My complaint is that it reached the papers 10 days before it reached any Members of Parliament, and thus became stale.

I am very sorry to hear that that is the case. I have just made inquiries at the Vote Office—I agree that they are very cursory inquiries, and that I have not gone very deeply into the matter—and I learn that the report was ordered to be printed on 5th July, and was in fact printed and in the Vote Office by the 25th, so that there had not been left much of an interval for the actual printing. However, I was in- terested in the complaint, and, as I am responsible, I will inquire into it. But the hon. and gallant Member cannot place upon us any complaint that the newspapers have not given this matter the display which he thinks it merits. They are the judges of what interests their readers, and it is indeed regrettable that they do not think this subject worthy of greater prominence, but for that I am not responsible, and I can take no steps to remedy it. My hon. and gallant Friend told us that he made a great study of these publications, and I am very interested to know it. But, having the blood of so many Blue Books in his veins, he is perhaps prejudiced, for it is not everybody who desires to read these publications, and even if they were given away "free, gratis and for nothing" and distributed in the streets, a great many people who were vitally concerned with them would never bother to peruse them.
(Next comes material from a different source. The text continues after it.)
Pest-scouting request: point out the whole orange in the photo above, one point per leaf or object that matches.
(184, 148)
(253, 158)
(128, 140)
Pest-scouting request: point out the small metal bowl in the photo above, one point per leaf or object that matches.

That is my point. They ought to be published, in a case like this, in a form which is more palatable to the general public.

My hon. and learned Friend the Member for Argyllshire (Mr. Macquisten) said that he would not be satisfied until they were on every bookstall. I was going to say in that connection, that until the day comes when these publications can be written with that lively sense of humour which my hon. and learned Friend can command, they will not be read, even if they are displayed on every bookstall, and anything which I can do to assist in that direction I shall most happily do. The time to consider this matter in an operative form will be when legislation comes before the House, but I may perhaps be permitted to say that the matter is engaging our most active consideration at the moment. Everyone who has spoken has realised that progress cannot be hastened. It is an extremely complicated subject. I am at this moment in consultation with my hon. and learned Friend the Solicitor-General as to what best can be done, but the matter is not in a form in which it can be presented usefully to the Cabinet. We have no desire to delay progress, and I hope that this discussion will have served a very useful purpose in calling even wider public attention to what is a most vital matter.

May I ask my hon. Friend if he will indicate to the Cabinet, that if they would back up this matter more vigorously, it would be more popular than going on with the Betting Bill?

Question, "That this House do now adjourn," put, and agreed to.

Adjourned accordingly at Three Minutes after Two o'Clock until Monday, 9th April, pursuant to the Resolution of the House this day.